Grilled pork blade steak, for instance, requires some assembly. The pork marinates for three days in lemongrass, ginger, garlic and brown sugar. When the meat meets the grill, Tien sprinkles on more sugar, which quickly morphs into a light caramel. Diners are instructed to bundle the sliced meat, along with woven rice noodles and a selection of condiments, in lettuce wraps. The combined flavors and whiff of smoke take me back to the streets of Vietnam.
Some of the food arrives on carts that traverse the dining room, turning heads in the process. The mere sight of a golden heap of craggy fried chicken en route to other diners has everyone at my table nodding. Tien, a Louisiana native and the talent behind Hot Lola’s in Arlington, is a master of the fried chicken genre. When the feast, replete with Texas toast and bread-and-butter pickles, finds its way to our table, fingers and forks fly into action. The goodness comes from soaking the bird in buttermilk and fresh herbs — yep, ranch dressing — and, once it hits the table, zapping the fried parts with a vivid orange hot sauce made with fermented chiles. Wow and yeow.

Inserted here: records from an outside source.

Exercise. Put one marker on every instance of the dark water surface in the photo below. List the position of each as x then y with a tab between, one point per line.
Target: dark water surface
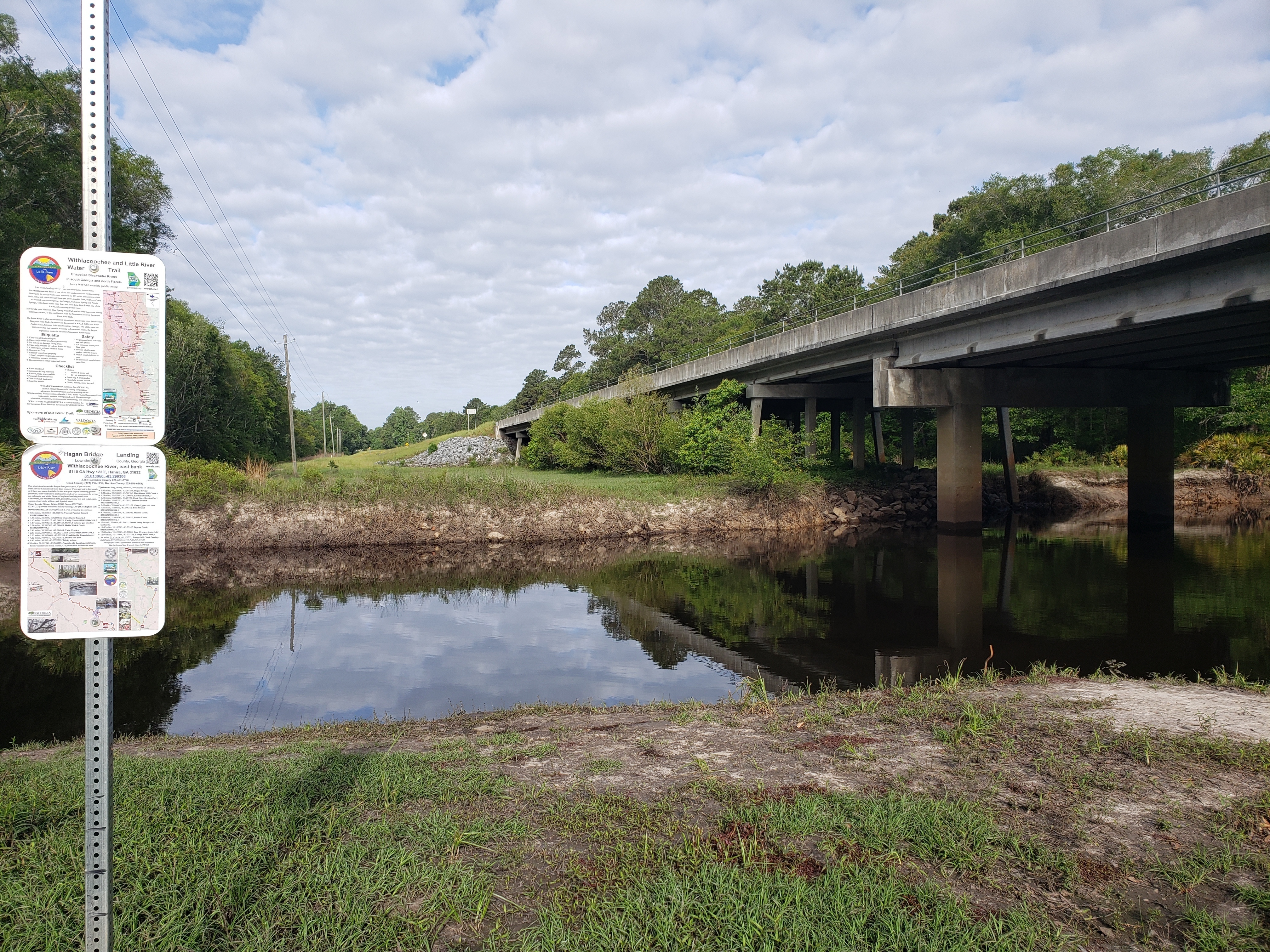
646	625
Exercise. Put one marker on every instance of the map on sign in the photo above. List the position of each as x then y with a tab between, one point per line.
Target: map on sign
93	526
92	341
131	337
108	589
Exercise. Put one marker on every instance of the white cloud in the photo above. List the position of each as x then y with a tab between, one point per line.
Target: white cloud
440	197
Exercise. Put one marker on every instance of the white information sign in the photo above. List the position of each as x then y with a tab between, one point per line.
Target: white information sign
93	540
93	351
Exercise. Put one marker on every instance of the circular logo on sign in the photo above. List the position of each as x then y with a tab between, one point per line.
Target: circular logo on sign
45	269
46	465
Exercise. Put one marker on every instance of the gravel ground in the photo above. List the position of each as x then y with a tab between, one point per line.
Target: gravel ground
460	451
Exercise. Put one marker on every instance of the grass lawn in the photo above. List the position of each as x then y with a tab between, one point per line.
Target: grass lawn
598	829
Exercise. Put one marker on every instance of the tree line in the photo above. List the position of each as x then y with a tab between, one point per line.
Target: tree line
226	400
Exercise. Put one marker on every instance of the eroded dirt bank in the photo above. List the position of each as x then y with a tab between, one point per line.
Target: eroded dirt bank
911	499
1199	496
1202	496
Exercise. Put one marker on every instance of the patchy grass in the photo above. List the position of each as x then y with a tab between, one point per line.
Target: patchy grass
195	483
958	814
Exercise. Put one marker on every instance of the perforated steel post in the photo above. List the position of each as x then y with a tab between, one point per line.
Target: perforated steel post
98	653
96	122
98	733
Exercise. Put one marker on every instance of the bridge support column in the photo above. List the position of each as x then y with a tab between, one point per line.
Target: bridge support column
961	582
859	412
1008	456
809	416
1151	466
961	469
879	444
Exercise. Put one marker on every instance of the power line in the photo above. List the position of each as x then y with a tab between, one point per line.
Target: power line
215	267
209	200
246	261
51	35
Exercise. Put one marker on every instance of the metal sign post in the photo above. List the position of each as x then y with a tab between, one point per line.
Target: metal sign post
98	734
92	328
98	653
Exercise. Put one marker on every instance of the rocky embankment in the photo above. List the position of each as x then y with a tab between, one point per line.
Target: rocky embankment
910	503
463	451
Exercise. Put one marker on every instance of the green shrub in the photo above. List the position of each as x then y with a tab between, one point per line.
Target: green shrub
759	464
203	482
714	429
636	434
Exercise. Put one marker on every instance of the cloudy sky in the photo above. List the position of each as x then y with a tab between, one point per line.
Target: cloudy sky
439	196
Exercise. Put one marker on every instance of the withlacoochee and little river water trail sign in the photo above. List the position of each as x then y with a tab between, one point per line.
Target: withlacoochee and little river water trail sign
93	487
93	541
93	356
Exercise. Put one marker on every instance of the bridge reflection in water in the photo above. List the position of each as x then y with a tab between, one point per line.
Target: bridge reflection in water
392	632
896	609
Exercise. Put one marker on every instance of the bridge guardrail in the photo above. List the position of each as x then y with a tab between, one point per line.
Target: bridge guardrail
1211	186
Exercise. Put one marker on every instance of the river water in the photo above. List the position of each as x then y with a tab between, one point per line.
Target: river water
266	642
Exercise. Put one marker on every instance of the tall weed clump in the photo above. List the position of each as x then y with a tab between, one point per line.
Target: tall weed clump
633	433
1243	452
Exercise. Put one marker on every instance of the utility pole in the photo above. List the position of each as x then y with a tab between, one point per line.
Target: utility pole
291	409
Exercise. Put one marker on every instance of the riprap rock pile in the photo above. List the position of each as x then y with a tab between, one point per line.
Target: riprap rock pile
461	451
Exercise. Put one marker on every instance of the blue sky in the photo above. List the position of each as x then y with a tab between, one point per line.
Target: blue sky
439	196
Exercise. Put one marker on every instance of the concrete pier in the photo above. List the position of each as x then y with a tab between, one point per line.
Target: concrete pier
809	417
961	469
1151	468
859	413
961	560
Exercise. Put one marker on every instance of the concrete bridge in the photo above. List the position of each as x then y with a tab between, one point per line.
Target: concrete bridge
1148	316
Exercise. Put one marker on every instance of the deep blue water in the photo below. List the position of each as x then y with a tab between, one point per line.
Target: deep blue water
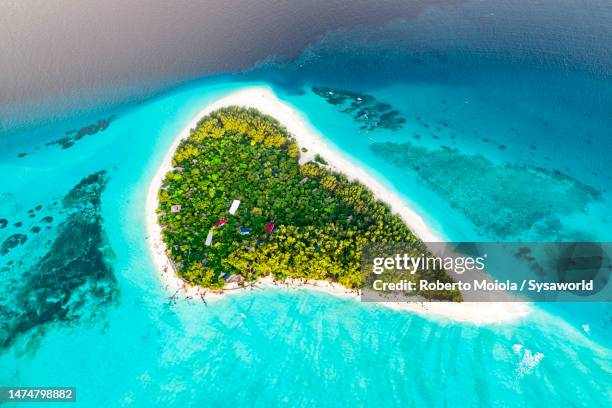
504	81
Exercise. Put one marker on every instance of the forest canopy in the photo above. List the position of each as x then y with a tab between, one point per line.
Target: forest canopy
293	220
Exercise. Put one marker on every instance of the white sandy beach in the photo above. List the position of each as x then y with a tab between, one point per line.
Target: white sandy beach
266	102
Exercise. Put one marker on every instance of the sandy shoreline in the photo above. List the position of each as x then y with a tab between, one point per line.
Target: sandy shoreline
266	102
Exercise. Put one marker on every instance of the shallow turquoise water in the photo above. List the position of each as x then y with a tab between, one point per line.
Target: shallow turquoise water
297	348
133	346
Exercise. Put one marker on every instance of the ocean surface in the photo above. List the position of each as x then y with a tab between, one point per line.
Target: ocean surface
500	133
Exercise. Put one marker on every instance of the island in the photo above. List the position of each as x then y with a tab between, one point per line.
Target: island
238	206
250	195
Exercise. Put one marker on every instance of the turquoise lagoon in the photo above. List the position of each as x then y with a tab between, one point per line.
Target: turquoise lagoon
122	341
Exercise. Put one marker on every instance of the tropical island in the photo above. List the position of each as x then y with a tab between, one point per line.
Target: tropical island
238	206
243	235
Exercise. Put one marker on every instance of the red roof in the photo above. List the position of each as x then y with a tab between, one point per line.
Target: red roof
221	222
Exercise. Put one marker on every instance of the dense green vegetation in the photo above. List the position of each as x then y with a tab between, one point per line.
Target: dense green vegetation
321	219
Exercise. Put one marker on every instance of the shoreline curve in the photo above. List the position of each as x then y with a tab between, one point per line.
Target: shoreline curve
263	99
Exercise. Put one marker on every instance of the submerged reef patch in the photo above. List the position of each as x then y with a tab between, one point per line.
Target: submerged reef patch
365	109
12	242
74	135
73	279
503	201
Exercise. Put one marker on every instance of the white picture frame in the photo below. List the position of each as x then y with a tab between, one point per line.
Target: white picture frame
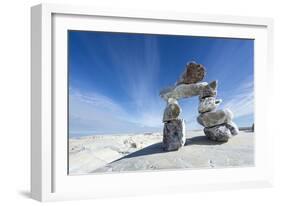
49	179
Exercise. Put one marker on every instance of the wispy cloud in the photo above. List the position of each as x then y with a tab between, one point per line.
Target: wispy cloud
241	102
92	113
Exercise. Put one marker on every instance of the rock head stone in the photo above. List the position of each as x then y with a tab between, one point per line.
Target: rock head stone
208	104
218	133
209	90
174	134
193	73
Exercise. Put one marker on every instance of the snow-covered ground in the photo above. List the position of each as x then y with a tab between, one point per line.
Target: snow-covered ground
135	152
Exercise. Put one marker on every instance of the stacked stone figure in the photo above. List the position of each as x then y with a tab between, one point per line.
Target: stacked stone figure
218	123
187	86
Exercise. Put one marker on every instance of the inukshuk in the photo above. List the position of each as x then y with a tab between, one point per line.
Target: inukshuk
218	124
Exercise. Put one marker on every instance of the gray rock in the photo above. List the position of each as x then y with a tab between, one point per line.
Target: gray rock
209	90
233	128
183	91
208	104
193	73
210	119
173	135
172	110
218	133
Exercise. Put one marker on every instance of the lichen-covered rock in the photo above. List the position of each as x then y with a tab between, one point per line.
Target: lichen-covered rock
209	90
233	128
218	133
193	73
173	135
208	104
210	119
172	110
183	91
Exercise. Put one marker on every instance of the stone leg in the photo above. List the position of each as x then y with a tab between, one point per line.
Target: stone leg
233	128
173	134
218	133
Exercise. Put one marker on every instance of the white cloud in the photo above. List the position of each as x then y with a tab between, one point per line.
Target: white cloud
241	103
92	113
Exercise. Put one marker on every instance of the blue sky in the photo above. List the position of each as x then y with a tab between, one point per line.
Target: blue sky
115	79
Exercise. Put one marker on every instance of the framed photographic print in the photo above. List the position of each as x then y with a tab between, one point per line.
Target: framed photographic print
137	102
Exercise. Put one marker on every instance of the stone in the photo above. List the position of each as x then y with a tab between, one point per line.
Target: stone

I’m getting ahead of myself, however. Your first taste of the place should be a dip or something fermented. Tien’s spreads include such intrigues as chicken liver mousse, ultrasmooth and hinting of warm spices, and subtly sweet seaweed butter. Little bowls of vegetables — beet kimchi, crisp long beans, pleasantly sour marinated eggplant ribbons — promote interaction, too (reaching as much as sharing, to be honest). The snacks are best eaten with Emilie’s house-baked focaccia and whole-wheat sourdough. Coming up, says Tien: Parker House rolls veined with scallions and shallots, a riff on Chinese scallion pancakes.

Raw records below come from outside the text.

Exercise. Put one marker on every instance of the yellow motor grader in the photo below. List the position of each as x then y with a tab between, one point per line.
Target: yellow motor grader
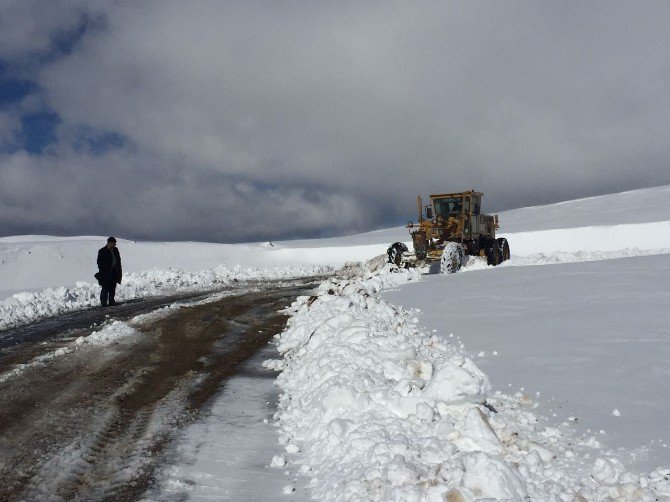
453	227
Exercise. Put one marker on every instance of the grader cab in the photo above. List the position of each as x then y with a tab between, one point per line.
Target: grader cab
451	227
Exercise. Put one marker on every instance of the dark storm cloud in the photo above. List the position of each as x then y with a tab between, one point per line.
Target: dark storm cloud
257	120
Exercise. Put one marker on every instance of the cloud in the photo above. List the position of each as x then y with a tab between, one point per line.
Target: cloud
330	117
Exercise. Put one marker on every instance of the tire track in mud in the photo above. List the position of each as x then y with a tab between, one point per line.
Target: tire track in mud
93	425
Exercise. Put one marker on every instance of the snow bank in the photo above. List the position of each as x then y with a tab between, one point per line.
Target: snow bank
26	307
375	409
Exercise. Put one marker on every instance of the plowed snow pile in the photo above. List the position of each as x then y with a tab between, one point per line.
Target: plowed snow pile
374	408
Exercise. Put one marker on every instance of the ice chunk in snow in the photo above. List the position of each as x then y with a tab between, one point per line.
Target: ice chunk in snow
457	381
278	461
606	471
476	434
491	477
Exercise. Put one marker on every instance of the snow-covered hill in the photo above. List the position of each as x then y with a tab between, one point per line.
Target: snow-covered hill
385	402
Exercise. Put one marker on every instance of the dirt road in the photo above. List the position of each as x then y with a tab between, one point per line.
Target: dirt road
92	424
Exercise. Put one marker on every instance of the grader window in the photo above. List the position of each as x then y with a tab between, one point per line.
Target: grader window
448	205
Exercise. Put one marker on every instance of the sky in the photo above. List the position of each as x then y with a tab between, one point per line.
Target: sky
263	120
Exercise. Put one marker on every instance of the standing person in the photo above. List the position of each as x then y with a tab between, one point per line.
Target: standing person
109	271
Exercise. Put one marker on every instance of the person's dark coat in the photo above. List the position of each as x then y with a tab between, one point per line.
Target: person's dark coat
106	274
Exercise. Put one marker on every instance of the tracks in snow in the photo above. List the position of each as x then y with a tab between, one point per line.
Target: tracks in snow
92	425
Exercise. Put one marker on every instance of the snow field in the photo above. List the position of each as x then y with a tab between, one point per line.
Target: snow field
373	408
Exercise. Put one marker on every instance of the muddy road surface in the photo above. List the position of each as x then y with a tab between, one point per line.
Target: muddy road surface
89	421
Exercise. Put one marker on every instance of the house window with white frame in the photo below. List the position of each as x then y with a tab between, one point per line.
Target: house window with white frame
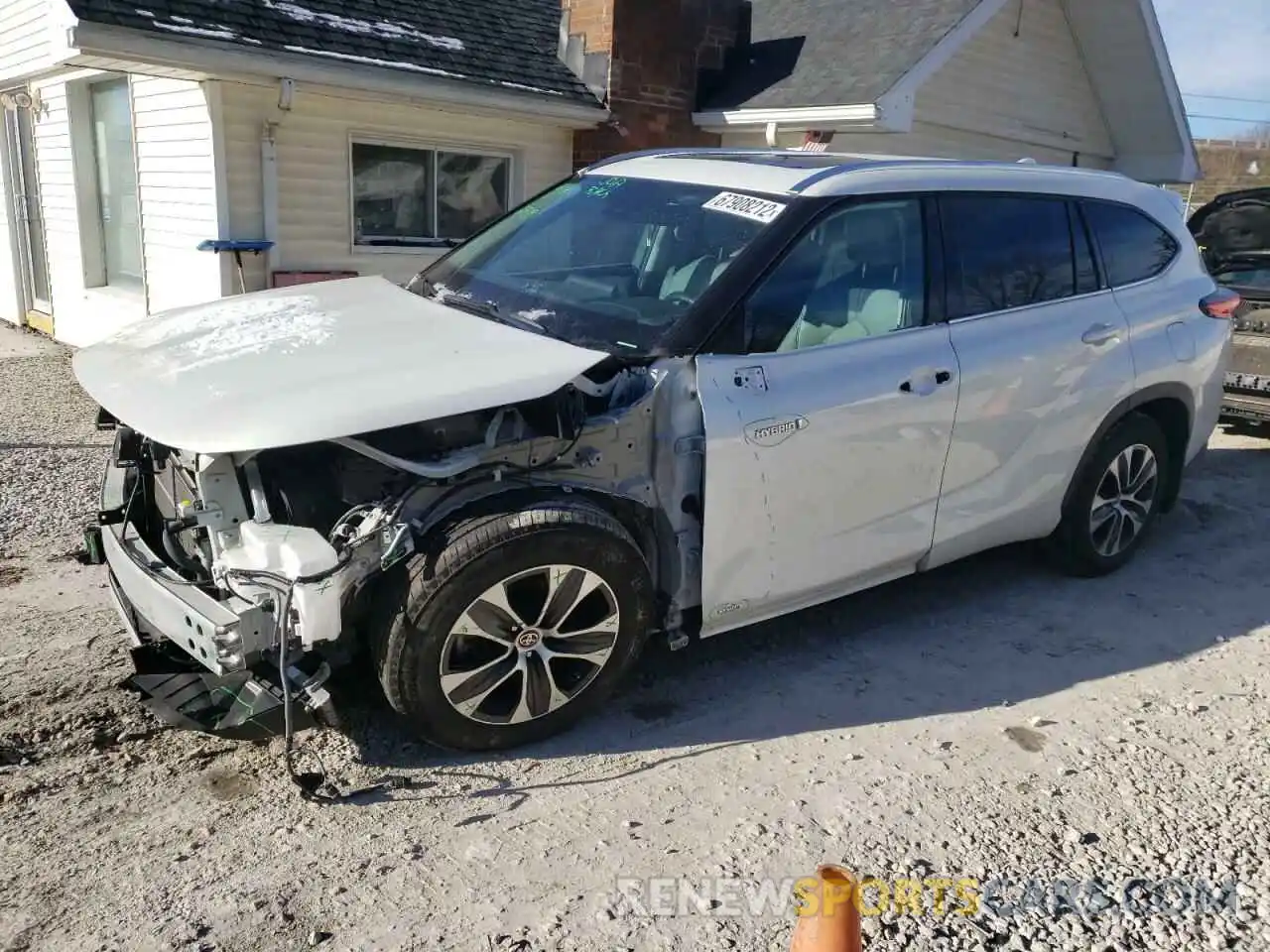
407	195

His food is without borders. Near-melting scallop crudo set off with fried okra sports a serious tropical tang, thanks to lime leaf and chile oils on the surface. Champon noodles slicked with miso butter, dressed with slivered celery and excited with cracked black pepper is a pasta you’ll find yourself thinking about long after you slurped the last strand.
The light- and plant-filled corner restaurant seats about 150, counting the extra space designated for overflow and private events. (Frager’s Hardware is now Emilie’s next-door neighbor. “I’m there once a day to get something for the restaurant,” says Tien.) The name turns out to be a shout-out to a dear Tien family friend, whose daughter is named Emilie, and the chef’s fiancee, who spells her name Emily. Early in their relationship, the couple made a habit of the Hill, where Emily Potter had an internship and the two frequented Eastern Market.

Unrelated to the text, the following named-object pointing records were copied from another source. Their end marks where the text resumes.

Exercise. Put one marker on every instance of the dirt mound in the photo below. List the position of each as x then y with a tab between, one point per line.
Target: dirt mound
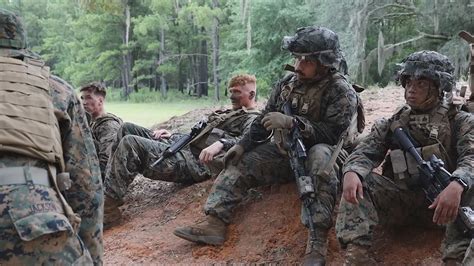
266	227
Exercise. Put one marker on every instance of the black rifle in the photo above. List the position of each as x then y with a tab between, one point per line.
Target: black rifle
304	182
434	178
181	143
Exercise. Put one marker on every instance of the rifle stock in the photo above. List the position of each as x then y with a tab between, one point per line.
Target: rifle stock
304	183
434	178
181	143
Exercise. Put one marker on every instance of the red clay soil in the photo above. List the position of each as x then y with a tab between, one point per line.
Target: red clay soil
266	227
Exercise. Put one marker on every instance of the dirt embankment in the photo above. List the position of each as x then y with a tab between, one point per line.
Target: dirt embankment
266	227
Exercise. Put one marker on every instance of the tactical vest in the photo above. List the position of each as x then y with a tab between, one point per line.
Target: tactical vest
307	101
94	125
432	133
28	125
215	129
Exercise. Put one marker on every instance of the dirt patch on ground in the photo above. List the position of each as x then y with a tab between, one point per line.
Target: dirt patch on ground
266	227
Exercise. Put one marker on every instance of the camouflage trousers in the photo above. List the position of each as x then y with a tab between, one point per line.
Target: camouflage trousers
34	230
265	165
135	151
388	203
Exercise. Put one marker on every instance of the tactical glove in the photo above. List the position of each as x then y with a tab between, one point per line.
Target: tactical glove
274	120
233	155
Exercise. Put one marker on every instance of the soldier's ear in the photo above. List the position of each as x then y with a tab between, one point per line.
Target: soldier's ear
252	95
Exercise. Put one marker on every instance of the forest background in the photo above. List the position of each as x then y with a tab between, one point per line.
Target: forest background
184	51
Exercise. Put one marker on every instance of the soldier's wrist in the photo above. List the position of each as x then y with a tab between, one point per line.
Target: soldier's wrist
460	182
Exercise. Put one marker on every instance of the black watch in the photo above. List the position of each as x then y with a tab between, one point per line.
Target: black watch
460	182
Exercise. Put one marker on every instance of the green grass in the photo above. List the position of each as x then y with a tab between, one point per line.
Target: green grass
148	114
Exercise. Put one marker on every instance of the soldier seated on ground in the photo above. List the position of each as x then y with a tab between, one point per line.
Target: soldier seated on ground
323	104
396	197
104	125
137	148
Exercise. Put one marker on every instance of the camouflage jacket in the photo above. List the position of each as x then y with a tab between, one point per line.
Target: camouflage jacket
372	149
225	124
325	108
86	194
104	129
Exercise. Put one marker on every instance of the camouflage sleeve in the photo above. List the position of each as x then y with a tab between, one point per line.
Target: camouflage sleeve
371	150
244	125
339	109
105	134
464	134
86	194
256	130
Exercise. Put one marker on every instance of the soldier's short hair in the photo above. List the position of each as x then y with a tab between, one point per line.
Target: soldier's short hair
241	79
95	87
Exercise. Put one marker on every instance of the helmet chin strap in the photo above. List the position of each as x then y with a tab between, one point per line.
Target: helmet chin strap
432	100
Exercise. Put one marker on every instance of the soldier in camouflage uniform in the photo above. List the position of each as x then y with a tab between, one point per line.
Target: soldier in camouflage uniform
323	104
44	142
395	197
136	148
104	125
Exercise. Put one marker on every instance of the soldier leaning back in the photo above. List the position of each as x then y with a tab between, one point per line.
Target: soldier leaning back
136	148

If you eat out with any regularity, you might recognize some familiar faces attending to you. The dining room staff is composed of veterans from some of Washington’s best charmers: Elle, Pineapple and Pearls, even Himitsu.
One cool design feature is the yard of space between the big open kitchen and the chef-facing counter, ensuring no diner is ever served from behind. The overall idea for the interior, says Tien: “We want it to look great in 10 years.”
I admire the chef’s confidence. A decade is a long time in the restaurant business. Already, and most significantly, Emilie’s tastes great, now.
1101 Pennsylvania Ave. SE. 202-544-4368. emiliesdc.com. Dishes to be shared, $9 to $48.